EMDR’nin olumlu yanları şöyle sıralanabilir; danışanların stres düzeylerini azaltma ve terapiste ilişkin olumlu algıları arttırma;depresyon ve anksiyeteyi azaltma;danışanların kendilerine ilişkin olumsuz düşüncelerini azaltma;sosyal işlevsellikte artma;daha az sayıda oturumda ilerleme;daha az ilaç kullanımı sağlaması;endişe puanlarında düşüşe neden olmasıdır.

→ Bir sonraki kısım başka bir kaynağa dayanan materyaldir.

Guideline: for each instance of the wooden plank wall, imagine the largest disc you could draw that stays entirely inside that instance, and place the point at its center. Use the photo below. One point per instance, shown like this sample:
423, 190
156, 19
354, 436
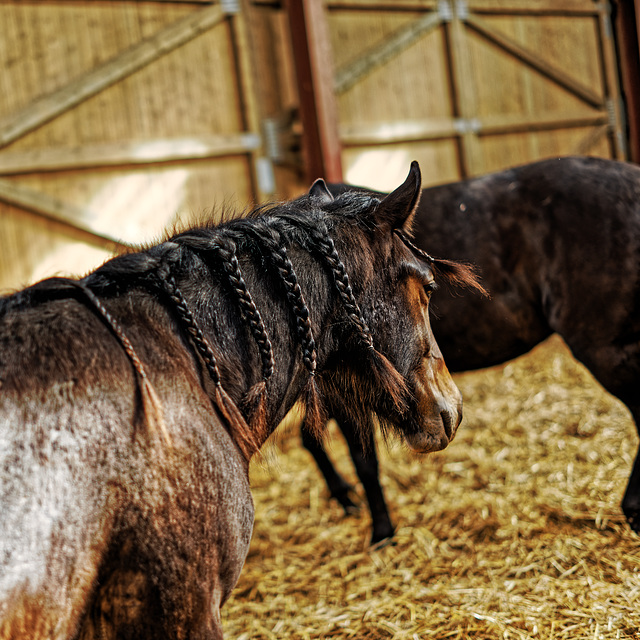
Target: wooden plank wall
471, 86
121, 118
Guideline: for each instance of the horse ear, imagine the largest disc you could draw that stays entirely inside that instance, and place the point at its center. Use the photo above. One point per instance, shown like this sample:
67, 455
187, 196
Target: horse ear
396, 211
320, 190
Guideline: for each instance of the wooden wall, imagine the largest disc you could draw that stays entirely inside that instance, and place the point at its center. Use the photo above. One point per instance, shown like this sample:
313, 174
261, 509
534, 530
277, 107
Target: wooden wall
121, 118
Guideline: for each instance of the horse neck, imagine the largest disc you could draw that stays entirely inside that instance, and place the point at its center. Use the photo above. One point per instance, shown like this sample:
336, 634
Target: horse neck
218, 313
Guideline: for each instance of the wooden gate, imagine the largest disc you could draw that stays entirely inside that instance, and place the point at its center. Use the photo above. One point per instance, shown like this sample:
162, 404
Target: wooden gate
471, 86
116, 118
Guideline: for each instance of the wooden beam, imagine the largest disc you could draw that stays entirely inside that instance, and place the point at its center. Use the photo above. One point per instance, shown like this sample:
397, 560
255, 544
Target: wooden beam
127, 153
591, 139
556, 75
505, 123
537, 8
314, 73
442, 128
382, 52
50, 106
62, 213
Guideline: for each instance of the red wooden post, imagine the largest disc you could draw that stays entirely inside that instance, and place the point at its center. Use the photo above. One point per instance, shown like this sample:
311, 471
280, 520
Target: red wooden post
314, 72
628, 28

EMDR uygulanan gruptaki çocukların hedef davranışlara ulaşma düzeyleri ve öz saygılarındaki yükselme düzeyinin bilişsel davranışçı terapi alan gruba göre daha yüksek olduğunu saptanmıştır. EMDR’nin özellikle farklı türde travmalar yaşamış bireylere psikolojik yardım sunmada etkili olduğu konusunda kanıtlar olduğu görülmektedir. EMDR’nin travma sonrası güçlükler yaşayan kişilerle etkili bir yaklaşım olduğu açıkça görülmektedir.Ayrıca travma yaşanabilecek herhangi bir travmatik deneyimin ardından kısa süreli ve etkili bir yaklaşım olarak kullanılması mümkün gözükmektedir.Travmaya müdahalede etkililiğini kanıtlamış ve doğal felaketlerde etkili olduğu gösterilmiştir.Travmanın olumsuz etkileri ile çalışırken diğer yaklaşımlara göre kısa sürede olumlu sonuç verir.